Look back on anger

The 2012 French Open men’s final was in the words of the superb sports/culture website Grantland “an absolute mess.”

It rained in Paris that June Sunday, and the players’ collective mood matched the spirit of the Symbolist poet Paul Verlaine: “Il pleure dans mon coeur comme il pleut sur la ville.” (“It rains in my heart as it rains in town.”)

Rafael Nadal, the perennial winner whose kvetching matches his clay-court capabilities, never let up on officials.

“You made us play in the rain and then you said we didn’t have to play in the rain. Make up your mind.”

Novak Djokovic, the perennial challenger, kept his lip zipped, for the more it rained and Rafa complained, the better he himself actually played. Until it was finally too much for Nole, who took his racket and proceeded to demolish the Perrier sign under his seat.

At least one observer was sympathetic.

“I can relate,” said John McEnroe, tennis bad boy-turned-NBC elder statesman.

So could many of us who are just a teensy, weensy bit passionate about everything we do. The passion spectrum has many colors – the crimson warmth of compassion, the jazzy black and blue heat of lust – all of which we’ll explore in this WAG’s Year of Passion. But then there’s the white-hot fury of anger, which gets a bad rap, perhaps deservedly so. Indeed, we could people Wikipedia with the lives that have been destroyed, the families, communities and cities decimated, because we had to – another poet here, Dylan Thomas – “rage, rage against the dying of the light.” Someday, some clever grad student at NYU is going to write a thesis on the literature of rejection – those men, and women, though mostly men, whose disproportionate rage at seeing a homeland humiliated (John Wilkes Booth, Adolf Hitler), a military career fizzle (Lee Harvey Oswald, Timothy McVeigh), a patrimony ridiculed (Osama bin Laden) led to megalomania and unfathomable evil.

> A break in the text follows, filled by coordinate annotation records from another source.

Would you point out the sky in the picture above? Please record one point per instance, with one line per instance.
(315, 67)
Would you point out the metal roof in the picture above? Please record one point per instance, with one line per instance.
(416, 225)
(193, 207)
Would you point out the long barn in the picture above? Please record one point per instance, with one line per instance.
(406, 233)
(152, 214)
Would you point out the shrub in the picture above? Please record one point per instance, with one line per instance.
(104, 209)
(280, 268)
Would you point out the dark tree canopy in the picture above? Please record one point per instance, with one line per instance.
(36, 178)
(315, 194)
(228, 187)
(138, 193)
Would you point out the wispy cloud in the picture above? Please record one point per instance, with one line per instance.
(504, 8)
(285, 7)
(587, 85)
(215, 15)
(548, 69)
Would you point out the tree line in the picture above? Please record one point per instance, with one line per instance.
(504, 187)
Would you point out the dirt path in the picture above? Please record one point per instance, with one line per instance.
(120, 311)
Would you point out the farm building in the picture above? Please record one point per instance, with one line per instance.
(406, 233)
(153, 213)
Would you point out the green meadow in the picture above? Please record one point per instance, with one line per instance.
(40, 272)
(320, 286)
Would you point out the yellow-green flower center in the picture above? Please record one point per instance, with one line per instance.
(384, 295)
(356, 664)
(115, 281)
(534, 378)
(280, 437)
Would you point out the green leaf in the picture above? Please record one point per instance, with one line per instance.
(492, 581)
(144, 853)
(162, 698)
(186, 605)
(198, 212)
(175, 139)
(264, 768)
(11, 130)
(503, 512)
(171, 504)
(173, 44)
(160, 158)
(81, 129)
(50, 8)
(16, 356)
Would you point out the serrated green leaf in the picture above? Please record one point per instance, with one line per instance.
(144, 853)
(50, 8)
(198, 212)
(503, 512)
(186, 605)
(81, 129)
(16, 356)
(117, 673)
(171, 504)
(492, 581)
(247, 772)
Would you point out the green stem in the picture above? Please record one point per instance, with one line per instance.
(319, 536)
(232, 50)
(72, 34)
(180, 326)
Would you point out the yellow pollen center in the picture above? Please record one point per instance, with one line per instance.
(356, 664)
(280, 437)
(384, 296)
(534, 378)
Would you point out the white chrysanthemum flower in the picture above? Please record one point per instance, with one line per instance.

But the literature of rejection is also about actual literature. Here the Western canon is populated with antiheroes – Lucifer in Milton’s “Paradise Lost,” Heathcliff in Emily Brontë’s “Wuthering Heights,” to name two – who could not “go gentle into that good night.”

Philip Roth alluded to as much as he revisited his seminal novel, “Portnoy’s Complaint,” in The New York Times’ Nov. 16th T magazine:

“Portnoy is as rich with ire as with lust,” he writes. “Who isn’t? Look at Robert Fagles’ translation of ‘The Iliad.’ What’s the first word? ‘Rage.’ That is how the whole of European literature begins: singing the virile rage of Achilles.”

The wrath of Achilles drives “The Iliad,” the 8th century B.C. epic by Homer (or a group of Homers) that centers on the turning point in the Trojan War. The poem begins with righteous anger. Achilles – the Greeks’ greatest warrior, son of the sea goddess Thetis and a king in his own right – rebukes the arrogant, incompetent Greek high commander Agamemnon for taking a temple priest’s daughter as a war prize and thus, showing impiety to the gods. Demonstrating who’s the boss, Agamemnon takes Achilles’ war prize.

This leads the warrior to sulk famously in his tent, strumming his lyre as his rage gathers into the eye of a psychological storm. But his sulking does not have the effect he intended. Sulking rarely does. With the tide of war turning against the Greeks, Achilles’ beloved kinsman Patroclus – often interpreted today as his lover – dons his armor and sets out to battle the Trojans, only to prove fatally that he’s no match for the Trojan prince Hector. Achilles’ rage now rains down on the Trojans. He slays Hector as they watch from their walled heights. Then piercing the heels of the body, Achilles ties it behind his chariot and drags it around the city walls, back to the Greek camp and around Patroclus’ tomb three times before leaving it face down in the dust.

But even then Achilles’ rage is not dissipated, and he holds the body as a war prize for the Greeks to abuse. It’s not until Hector’s father, King Priam, comes to beg for the release of his child’s remains that Achilles’ passion approaches compassion.

Anger, like any other quality, is neither here nor there. It’s the context that shapes its meaning. And Achilles fails to understand the context. Or rather he fails to give his anger its proper context.

He may be the greatest warrior. He may be on the side of the gods. But Agamemnon is his boss.

He may sit out a battle to hurt Agamemnon. But he can’t foresee and thus control the devastating domino effect that his pettiness will have.

And while he may channel his rage into killing Hector, he crosses the soldier’s line when he desecrates his enemy’s body.

He does not see that anger, like a sword, must be tempered to be most effective. You think here of the Rev. Dr. Martin Luther King Jr. and all those who took part in the civil rights movement.

There was cause for anger to fuel a million Achilleses. But instead the rage was funneled into peaceful protests, demonstrations, Freedom Rides – actions that led to legislation and change.

Without that creative purposefulness, rage is just another Achilles’ heel.